Saying to Mrs Handyman only today that, with the new 'disc less' road tax system, if you see a car parked up you wouldn't know if it were taxed or not.
But you can find out;
Saying to Mrs Handyman only today that, with the new 'disc less' road tax system, if you see a car parked up you wouldn't know if it were taxed or not.
But you can find out;
Yes, but who is going to bother to do all that when in the old system an untaxed car was pretty obvious unless the person was into forgery. Brian
And what sort of net-curtain-twitcher would have walked past parked cars peering at the tax discs anyway?
People who couldn't park near their house because of cars[1] which appeared and then did not move for days, and were suspected of being dumped/TWOC'd? (And I thought this group was generally in favour of DIY rather than leaving everything to "professionals" - in this case from DVLA etc.)
The lack of any paperwork does leave you with an interesting conundrum if as happened to me recently the car tax renewal reminder was lost in the post. You can however renew using only info gleaned from a V5c.
Having a dated tax disc in the car acts as a useful reminder to do it.

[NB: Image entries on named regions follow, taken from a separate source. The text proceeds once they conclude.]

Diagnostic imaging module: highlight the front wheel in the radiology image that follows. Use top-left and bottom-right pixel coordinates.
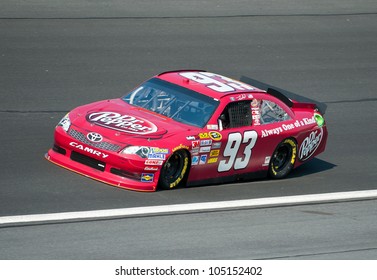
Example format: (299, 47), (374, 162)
(159, 150), (189, 190)
(268, 138), (297, 179)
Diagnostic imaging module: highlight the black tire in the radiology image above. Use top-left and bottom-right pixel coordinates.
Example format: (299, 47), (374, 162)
(159, 150), (190, 190)
(268, 138), (297, 179)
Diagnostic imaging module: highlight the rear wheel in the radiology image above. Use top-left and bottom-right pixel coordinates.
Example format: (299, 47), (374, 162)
(269, 138), (297, 179)
(159, 150), (189, 190)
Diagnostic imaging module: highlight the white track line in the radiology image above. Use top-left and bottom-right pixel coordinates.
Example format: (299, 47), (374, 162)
(0, 190), (377, 225)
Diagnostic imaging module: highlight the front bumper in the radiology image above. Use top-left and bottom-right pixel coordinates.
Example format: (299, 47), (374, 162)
(45, 128), (161, 192)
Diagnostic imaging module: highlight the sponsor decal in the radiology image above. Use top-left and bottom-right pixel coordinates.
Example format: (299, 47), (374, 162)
(199, 132), (209, 139)
(250, 99), (259, 108)
(141, 173), (154, 183)
(298, 128), (323, 161)
(191, 156), (199, 165)
(207, 124), (219, 130)
(191, 147), (199, 155)
(191, 140), (200, 149)
(212, 142), (221, 149)
(148, 153), (165, 160)
(200, 139), (212, 146)
(209, 131), (223, 141)
(86, 112), (157, 135)
(262, 157), (271, 166)
(251, 108), (260, 125)
(199, 155), (207, 164)
(144, 166), (158, 171)
(144, 159), (164, 165)
(209, 150), (220, 157)
(86, 132), (103, 143)
(199, 146), (211, 153)
(149, 147), (169, 154)
(173, 144), (189, 152)
(69, 142), (109, 158)
(179, 72), (254, 93)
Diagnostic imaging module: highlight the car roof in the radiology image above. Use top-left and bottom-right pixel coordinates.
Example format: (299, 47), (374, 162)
(156, 70), (265, 100)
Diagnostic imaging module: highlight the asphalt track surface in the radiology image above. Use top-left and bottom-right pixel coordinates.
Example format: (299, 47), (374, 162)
(0, 0), (377, 259)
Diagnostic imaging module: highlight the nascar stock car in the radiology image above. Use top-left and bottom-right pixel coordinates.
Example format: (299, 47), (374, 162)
(46, 70), (327, 191)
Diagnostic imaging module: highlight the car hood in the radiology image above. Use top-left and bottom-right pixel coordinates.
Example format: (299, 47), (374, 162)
(70, 99), (192, 142)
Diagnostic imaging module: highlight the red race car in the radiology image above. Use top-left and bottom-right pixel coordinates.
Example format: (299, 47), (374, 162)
(46, 70), (327, 191)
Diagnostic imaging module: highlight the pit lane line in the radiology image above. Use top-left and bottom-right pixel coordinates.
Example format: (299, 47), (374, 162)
(0, 190), (377, 226)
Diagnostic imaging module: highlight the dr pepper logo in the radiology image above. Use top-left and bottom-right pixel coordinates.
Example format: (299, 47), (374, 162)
(299, 128), (323, 161)
(86, 112), (157, 135)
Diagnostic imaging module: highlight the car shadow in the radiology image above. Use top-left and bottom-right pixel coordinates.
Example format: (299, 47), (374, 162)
(287, 158), (336, 178)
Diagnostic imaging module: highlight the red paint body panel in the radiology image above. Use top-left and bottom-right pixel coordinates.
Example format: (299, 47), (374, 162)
(46, 71), (327, 191)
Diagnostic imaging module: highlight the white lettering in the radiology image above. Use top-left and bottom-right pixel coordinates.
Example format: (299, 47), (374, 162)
(69, 142), (109, 158)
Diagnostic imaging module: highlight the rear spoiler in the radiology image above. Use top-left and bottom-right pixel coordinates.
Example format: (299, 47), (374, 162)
(240, 76), (327, 115)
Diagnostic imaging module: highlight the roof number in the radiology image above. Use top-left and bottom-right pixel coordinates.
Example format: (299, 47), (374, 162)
(179, 72), (254, 93)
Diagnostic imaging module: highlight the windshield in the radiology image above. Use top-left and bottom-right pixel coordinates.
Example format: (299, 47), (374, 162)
(122, 78), (219, 127)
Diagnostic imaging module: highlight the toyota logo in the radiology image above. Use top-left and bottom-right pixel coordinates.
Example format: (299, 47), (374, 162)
(86, 132), (102, 143)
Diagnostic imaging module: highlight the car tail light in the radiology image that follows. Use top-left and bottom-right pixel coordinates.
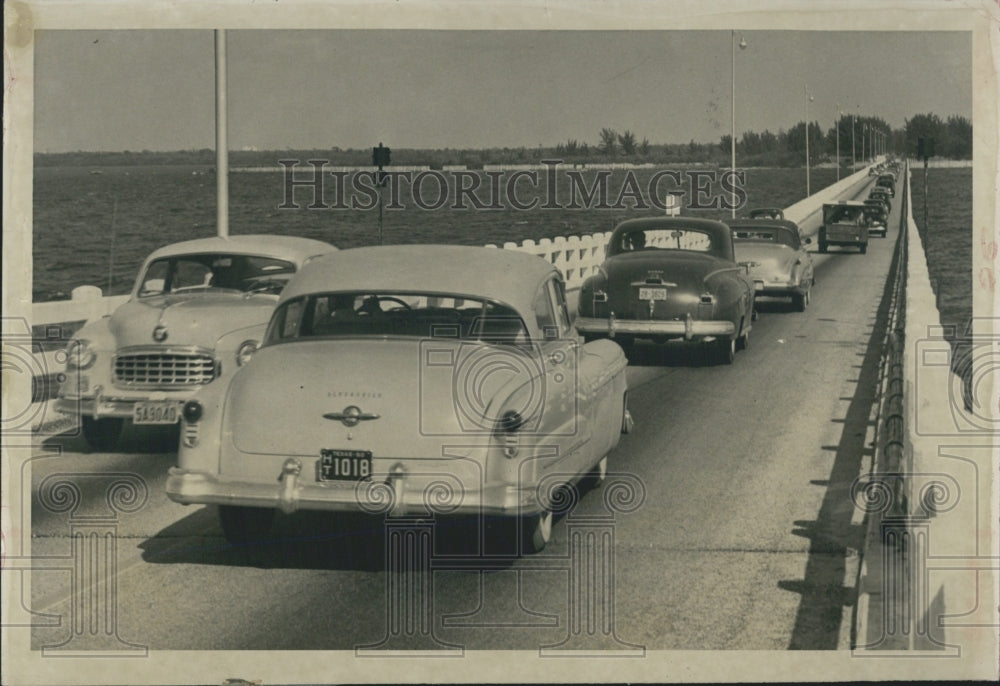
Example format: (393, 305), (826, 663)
(236, 341), (258, 367)
(496, 410), (524, 458)
(181, 400), (204, 424)
(66, 338), (97, 369)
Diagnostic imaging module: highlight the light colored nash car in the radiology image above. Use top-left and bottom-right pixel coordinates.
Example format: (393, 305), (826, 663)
(727, 219), (816, 312)
(167, 245), (631, 553)
(55, 235), (336, 450)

Not having any kind of official paper receipt now is a bit odd though.
Had a good one elsewhere when printing a receipt to Adobe PDF. I don't know what went wrong but only the numbers and punctuation remained unmolested the text looked like Klingon when I came to print it out!
I got a similar feeling when a courier recently collected a damaged item I was returning. I scribbled on his hand-held device, and that action was my only "proof" that he had taken it from me.
Chris
It's situations like that where a camera phone comes in handy.
Ah, the old "I have priority when it comes to parking outside my house" brigade.
Your footnote was TWOCd, too, I think. It'll probably be found, burnt- out, at the end of somebody else's post.
Nice try but completely misses the target. There was thankfully very little of that around here. More the "it'd be nice to be able to unload
10 bags of sand without carrying them 50 metres brigade". And on one occasion "it'd be nice for the roofer if the wagon could drop the Eternits, battens, felt, etc in the front yard brigade".In any event, coming back to the issue, I am unclear what objection you have to residents who report untaxed cars - especially when neighbours have no idea of the car's owner?
Or ask the courier to sign a receipt you have created yourself.
Not reasonable to ask them to sign eg. Received 500quid mobile phone, only Received, box approx , addressed to as they have no evidence of what is in the package.
I haven't been refused a sig yet.
Adrian's too stupid to read a whole sentence. He is, after all, a socialist.
Nice try, but wrong.
dennis and AICMFP:-)
If you see one parked in the same place for weeks on end then a quick look would have been in order.
A communist?
In message , Brian Gaff writes
Why would they need to bother anyway.
DVLA know which cars are taxed and which aren't anyway - see all the stories in the press at the moment re car owners getting clamped/fined etc because they didn't realise the tax was cancelled once a car was sold.
Then it's not too much of a stretch to make a mental note of the plate and check it on vehicleenquiry.service.gov.uk and askmid.co.uk - which'll give you three times the information of a tax disk alone.
Even wronger.
Isn't that illegal if you're not the owner?
"Illegal"? Well, MID do give it the big fat scary on data protection. I'm terrified, frankly.
Is whether a particular car registration insured or not "personal data"? Let's be charitable and say it's "debatable". And MID'd be committing the same offence.
B'sides, if somebody was checking because of a vehicle they believed to be dumped or uninsured, there's a strong argument that it's "in the public interest" or even "necessary for the purpose of detecting crime".